Выступая 13 апреля 2022 г. в американском аналитическом центре «Атлантический совет», министр финансов США Дж. Йеллен объявила, что отныне приоритетом для ее страны станет не только традиционная «свободная торговля», но еще и «безопасная торговля», которая призвана помочь защитить Вашингтон и его союзников от угроз геополитических противников [25]. Механизм отделения друзей от противников Дж. Йеллен охарактеризовала новым термином "friend-shoring", понимая под ним ограничение круга партнеров по разработке, производству, распределению и потреблению высокотехнологической продукции только союзниками, лояльными интересам США.

Практическому решению обозначенной Дж. Йеллен задачи посвящен обсуждавшийся на протяжении почти полутора лет и подписанный Дж. Байденом 9 августа 2022 г. федеральный «Закон о чипах и науке» (CHIPS and Science Act) [26]. С точки зрения экономической безопасности США закон принят своевременно. Согласно недавнему отчету Semiconductor Industry Association и Boston Consulting Group, доля США в общемировом производстве полупроводников сократилась с 37 % в 1990 г. до 12 % в настоящее время [27, p. 31]. За этот же период доля Китая в производстве микросхем выросла с нуля до 24 %. Эксперты указанных компаний пришли к выводу, что гипотетическая альтернатива нынешней глобальной цепочке поставок полупроводников параллельными, полностью «самодостаточными» местными цепочками поставок в отдельных регионах планеты (для удовлетворения сегодняшнего уровня потребления полупроводников, например, в Европе, Китае, странах БРИКС), потребует около 1 трлн долл. США дополнительных инвестиций. По оценке SIA и BCG, это приведет к общему росту цен на полупроводники на 35-65 %. Именно такова глобальная цена декаплин-га американской и китайской экономик в производстве чипов. Подписав «Закон о чипах и науке», администрация Дж. Байдена продемонстрировала готовность заплатить свою долю.

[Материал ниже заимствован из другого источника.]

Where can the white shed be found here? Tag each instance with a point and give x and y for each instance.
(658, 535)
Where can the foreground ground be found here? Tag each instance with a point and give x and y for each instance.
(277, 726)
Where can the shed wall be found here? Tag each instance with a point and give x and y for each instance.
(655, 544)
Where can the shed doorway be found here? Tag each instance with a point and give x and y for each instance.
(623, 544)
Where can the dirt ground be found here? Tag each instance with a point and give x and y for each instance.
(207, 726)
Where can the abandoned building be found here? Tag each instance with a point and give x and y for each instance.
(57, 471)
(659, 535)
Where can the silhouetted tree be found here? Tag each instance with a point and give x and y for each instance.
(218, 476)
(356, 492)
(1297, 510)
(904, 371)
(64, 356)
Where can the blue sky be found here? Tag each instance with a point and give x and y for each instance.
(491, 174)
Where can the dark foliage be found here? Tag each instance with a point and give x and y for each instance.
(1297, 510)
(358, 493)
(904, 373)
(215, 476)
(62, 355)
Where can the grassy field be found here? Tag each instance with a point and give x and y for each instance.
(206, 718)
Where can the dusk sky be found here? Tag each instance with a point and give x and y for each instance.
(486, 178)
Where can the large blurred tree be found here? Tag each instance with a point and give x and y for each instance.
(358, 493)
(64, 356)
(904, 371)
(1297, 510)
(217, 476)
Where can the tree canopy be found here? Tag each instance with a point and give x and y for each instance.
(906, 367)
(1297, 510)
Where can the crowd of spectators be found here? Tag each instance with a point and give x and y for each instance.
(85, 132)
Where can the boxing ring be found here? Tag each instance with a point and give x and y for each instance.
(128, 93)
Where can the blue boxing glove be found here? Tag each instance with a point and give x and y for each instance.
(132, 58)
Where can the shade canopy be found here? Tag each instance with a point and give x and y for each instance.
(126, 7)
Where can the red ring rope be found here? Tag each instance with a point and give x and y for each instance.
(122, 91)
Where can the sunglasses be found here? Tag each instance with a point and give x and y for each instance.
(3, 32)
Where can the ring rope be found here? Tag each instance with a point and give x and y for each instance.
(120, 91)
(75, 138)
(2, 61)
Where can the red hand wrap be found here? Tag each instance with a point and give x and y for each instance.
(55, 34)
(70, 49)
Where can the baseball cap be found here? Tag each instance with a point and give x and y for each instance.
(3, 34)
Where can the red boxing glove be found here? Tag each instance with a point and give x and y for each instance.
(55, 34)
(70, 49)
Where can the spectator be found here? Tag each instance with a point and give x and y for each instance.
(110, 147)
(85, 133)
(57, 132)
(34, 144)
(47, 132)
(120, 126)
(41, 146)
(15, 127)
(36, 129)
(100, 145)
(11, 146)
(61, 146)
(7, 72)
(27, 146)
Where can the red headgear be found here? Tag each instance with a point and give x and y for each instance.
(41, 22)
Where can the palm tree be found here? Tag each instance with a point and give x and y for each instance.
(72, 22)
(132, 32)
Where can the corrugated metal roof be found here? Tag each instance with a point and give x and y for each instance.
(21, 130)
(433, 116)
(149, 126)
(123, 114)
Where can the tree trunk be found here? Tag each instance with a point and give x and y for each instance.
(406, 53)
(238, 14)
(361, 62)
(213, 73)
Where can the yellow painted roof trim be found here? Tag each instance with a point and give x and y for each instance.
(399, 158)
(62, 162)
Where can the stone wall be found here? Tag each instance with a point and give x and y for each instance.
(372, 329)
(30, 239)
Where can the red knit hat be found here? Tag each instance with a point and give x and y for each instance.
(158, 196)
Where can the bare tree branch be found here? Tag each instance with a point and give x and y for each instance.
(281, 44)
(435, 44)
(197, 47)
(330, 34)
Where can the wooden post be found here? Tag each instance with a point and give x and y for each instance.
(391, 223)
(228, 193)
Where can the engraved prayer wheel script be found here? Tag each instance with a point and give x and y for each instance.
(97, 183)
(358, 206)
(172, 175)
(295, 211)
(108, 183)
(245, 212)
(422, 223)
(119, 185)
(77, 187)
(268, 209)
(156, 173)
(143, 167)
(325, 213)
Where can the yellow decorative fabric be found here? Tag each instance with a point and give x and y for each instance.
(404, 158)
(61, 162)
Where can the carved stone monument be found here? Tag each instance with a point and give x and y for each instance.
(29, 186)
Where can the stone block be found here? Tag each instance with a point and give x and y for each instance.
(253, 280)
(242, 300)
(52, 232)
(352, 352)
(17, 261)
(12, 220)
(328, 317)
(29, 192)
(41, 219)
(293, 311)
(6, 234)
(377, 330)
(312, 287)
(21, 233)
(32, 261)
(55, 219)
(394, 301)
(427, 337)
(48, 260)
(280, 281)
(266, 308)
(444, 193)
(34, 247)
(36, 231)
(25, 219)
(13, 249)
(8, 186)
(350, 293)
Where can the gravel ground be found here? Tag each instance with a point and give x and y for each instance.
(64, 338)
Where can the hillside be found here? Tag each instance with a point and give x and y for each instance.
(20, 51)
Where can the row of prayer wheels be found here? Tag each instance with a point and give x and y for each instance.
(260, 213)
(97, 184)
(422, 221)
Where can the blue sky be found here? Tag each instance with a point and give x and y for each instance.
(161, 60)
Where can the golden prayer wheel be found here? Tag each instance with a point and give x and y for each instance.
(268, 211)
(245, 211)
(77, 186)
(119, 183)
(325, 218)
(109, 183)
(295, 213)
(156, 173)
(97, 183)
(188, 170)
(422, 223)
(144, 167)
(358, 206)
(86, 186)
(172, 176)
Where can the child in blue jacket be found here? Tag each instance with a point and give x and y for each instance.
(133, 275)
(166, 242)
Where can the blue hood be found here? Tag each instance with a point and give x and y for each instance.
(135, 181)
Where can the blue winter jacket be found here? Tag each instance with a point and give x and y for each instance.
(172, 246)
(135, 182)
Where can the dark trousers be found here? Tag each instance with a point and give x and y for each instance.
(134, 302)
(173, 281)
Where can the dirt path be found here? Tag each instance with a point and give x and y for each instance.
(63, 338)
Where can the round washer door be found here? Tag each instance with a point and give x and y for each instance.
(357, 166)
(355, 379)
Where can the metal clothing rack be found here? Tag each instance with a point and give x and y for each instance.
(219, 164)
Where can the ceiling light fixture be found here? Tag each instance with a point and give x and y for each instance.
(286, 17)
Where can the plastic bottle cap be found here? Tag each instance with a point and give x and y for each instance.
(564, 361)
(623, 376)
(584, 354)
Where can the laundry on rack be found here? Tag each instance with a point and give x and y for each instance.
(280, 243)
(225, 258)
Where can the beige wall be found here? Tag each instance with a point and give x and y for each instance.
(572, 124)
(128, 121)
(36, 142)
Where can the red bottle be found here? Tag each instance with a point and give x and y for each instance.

Согласно «Закону о чипах и науке», американским компаниям запрещено сотрудничать с китайскими в сфере ИКТ, гражданам США предписано в обязательном порядке уволиться из работающих на китайском рынке международных технологических компаний. Искусственное нагнетание Вашингтоном конфликта вокруг Тайваня заставляет тайваньскую компанию TSMC, крупнейшего в мире производителя наиболее современных чипов, а также ряд других азиатских компаний развернуть строительство своих заводов и исследовательских лабораторий по производству микроэлектроники в Калифорнии, Аризоне и других штатах США. С высокой степенью вероятности конфликт из-за производства чипов станет первым этапом экономической войны, по итогам которой правила поведения в мире без сверхдержав будут окончательно сформулированы. Сегодня на стороне США в данном конфликте открыто выступают государства Европейского союза, а также Тайвань, Япония и Южная Корея. А позицию Китая с разной степенью откровенности разделяют Россия, государства — участники ШОС, а также некоторые страны — участницы БРИКС. На наших глазах формируются новые инструменты, с помощью которых будет регулироваться баланс сил в нынешнем столетии.

Заключение

На место пропагандистской и интеллектуально бесплодной метафоре Группы нуля сегодня приходит новая реальность, формируемая политико-экономическими процессами, развивающимися параллельно в различных уголках планеты.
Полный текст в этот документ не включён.